Everyone knows where I stand on the health care debate in this country, so I won't repeat my reasoning and the facts that back up my reasoning. This blog post will not take a side in the health care discussion. It will simply point out a GIGANTIC logical flaw in the reasoning I often hear used to argue against universal health care.
"Health care is not a right. The Constitution doesn't have any mention of providing health care for the citizens of the United State."
These people are absolutely right. The Constitution makes no mention of health care. Want to know why? Because there practically was no health care in 1776!!
Penicillin wasn't even discovered until 1928. Surgery was rudimentary at best. Blood-letting was an accepted treatment for disease. Pretty much at the time the Constitution was written, a minor infection could, and often did, lead to death.
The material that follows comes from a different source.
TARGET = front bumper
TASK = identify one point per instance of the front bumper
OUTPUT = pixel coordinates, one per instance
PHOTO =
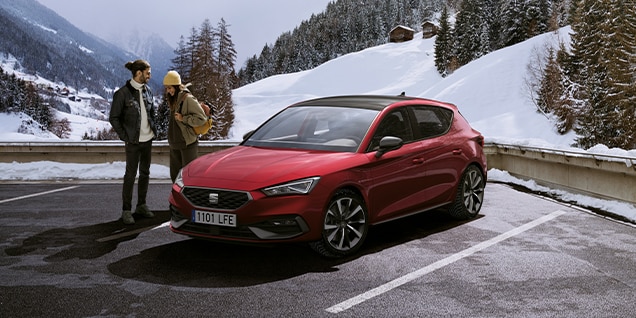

Perhaps if Thomas Jefferson lived in a time that had antibiotics, laparoscopic surgery, chemo and radiation therapy, X-Rays, MRIs, EKG's, blood work, and other common tools of modern health care practitioners, he would have made some mention about health care in that original Constitution and Bill of Rights.
Of course given the time period, he didn't, so we'll never truly know. Regardless, using the Constitution as argument against making health care a right to every citizen makes no sense at all. Hell, the original Constitution makes no mention of ending slavery either, but nearly 100 years later we managed to realize that perhaps our founding fathers had made an error on that issue.
Again, I'm not endorsing one side or the other in this post. I'm just pointing out some really stupid reasoning.